Forgive me for getting too deep into the weeds on this technology, but it really is worth trying to understand its science. It already is a vital part of immunotherapy and will continue to expand dramatically in the coming years. So bear with me, reread it if necessary and you’ll benefit from understanding it.

 

Similar to the way bacteria defend against viral invasion, CRISPR-Cas9 is used to edit the genome by creating, identifying and targeting DNA breaks that will trigger specific DNA repair. When considering “next-generation” in genetic processing, the “central dogma of molecular biology” from Blog #10, the goal is to control the protein synthesis that produces all of our body’s tissues and cells. We can alter this process by altering the genome sequences using a method of editing the base compounds of genes. As these technologies continue to mature, it is becoming increasingly possible to efficiently and accurately alter cellular genomes.

 

The CRISPR-Cas9 system (Figure 5.5) creates a small piece of RNA (Cas9) that attaches or binds to a specific target sequence of DNA identified by NGS (next generation sequencing, from Blog #10) in a genome. The RNA also binds to the Cas9 enzyme and is used to recognize the DNA sequence. The Cas9 enzyme, acting like a “scissor” cuts the DNA at the targeted location. Once the DNA is cut, the cell’s DNA uses its repair machinery to add or delete pieces of genetic material, or it can make changes to the DNA by replacing an existing segment with a customized or “edited” DNA sequence. It was first thought that the stitching back together of the genetic material after the CRISPR-Cas9 procedure was random. But subsequent studies using AI to predict repairs made to DNA snipped with Cas9 confirmed that the edits aren’t random at all but rather follow the newly programmed genetic material.

 

It is worth noting here that in October 2020, the Nobel Prize in Chemistry was awarded to two molecular biologists, Emmanuelle Charpentier and Jennifer Doudna for the development of this revolutionary genome editing technique often referred to as “genetic scissors.” The unfortunate aspect of these immunotherapeutic procedures, and the CAR-T cell therapies as well, are their exorbitant costs.
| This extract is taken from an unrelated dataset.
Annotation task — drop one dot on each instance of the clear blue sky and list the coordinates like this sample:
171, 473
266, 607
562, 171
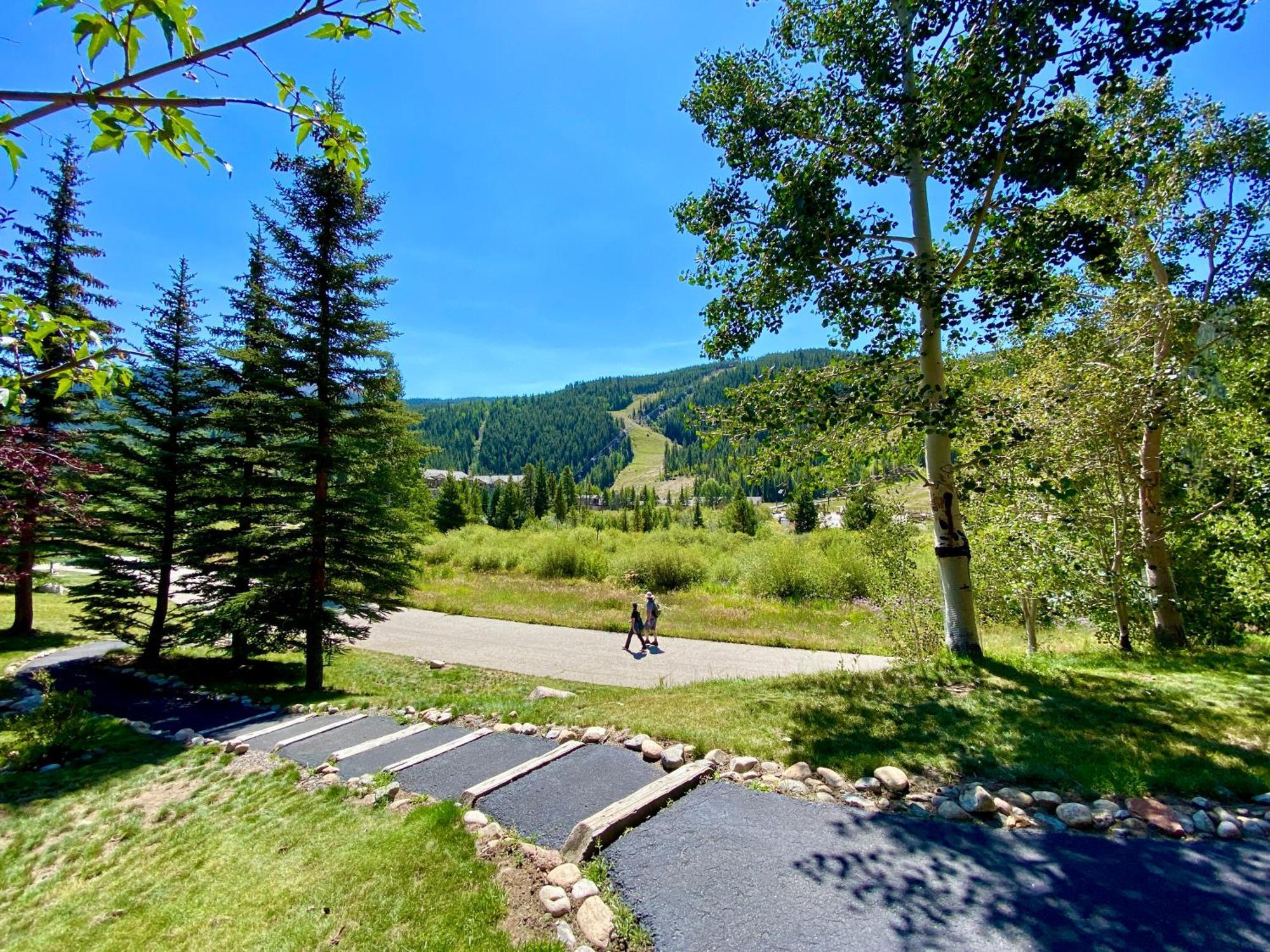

Notwithstanding the significant benefits these therapies provide, the costs of FDA-approved CAR-T cell therapy and the CRISPR-Cas9 procedure range from $373,000 to $875,000 for a single treatment. Also, depending on the type of stem cell, regenerative procedures, prices can range from $5000 to $25,000 per procedure. Gene therapies are subject not only to the regulatory structure of the FDA, but also to the Office of Biotechnology Activities, and the Recombinant DNA Advisory Committee. Excessive regulatory oversight creates an elongated and expensive route to approval. By one estimate, approval for a gene therapy costs nearly $5 billion, that’s five times as much as the average cost of FDA drug approvals. Some insurers are beginning to provide partial coverage of FDA-approved gene therapies, but experimental treatments receive no third-party coverage other than limited humanitarian exemptions. Hopefully, as with other major therapeutic discoveries, the costs of providing these technologies will reduce over time.

 

Finally, a new CRISPR-Cas13 mRNA screen has been developed to establish guide RNAs for the COVID-19 coronavirus and human RNA segments that could be used in vaccines, therapeutics,  and diagnostics. We’ll defer a full discussion on that technology to Blog # 36 on infectious diseases, pandemics, and of course, COVID-19.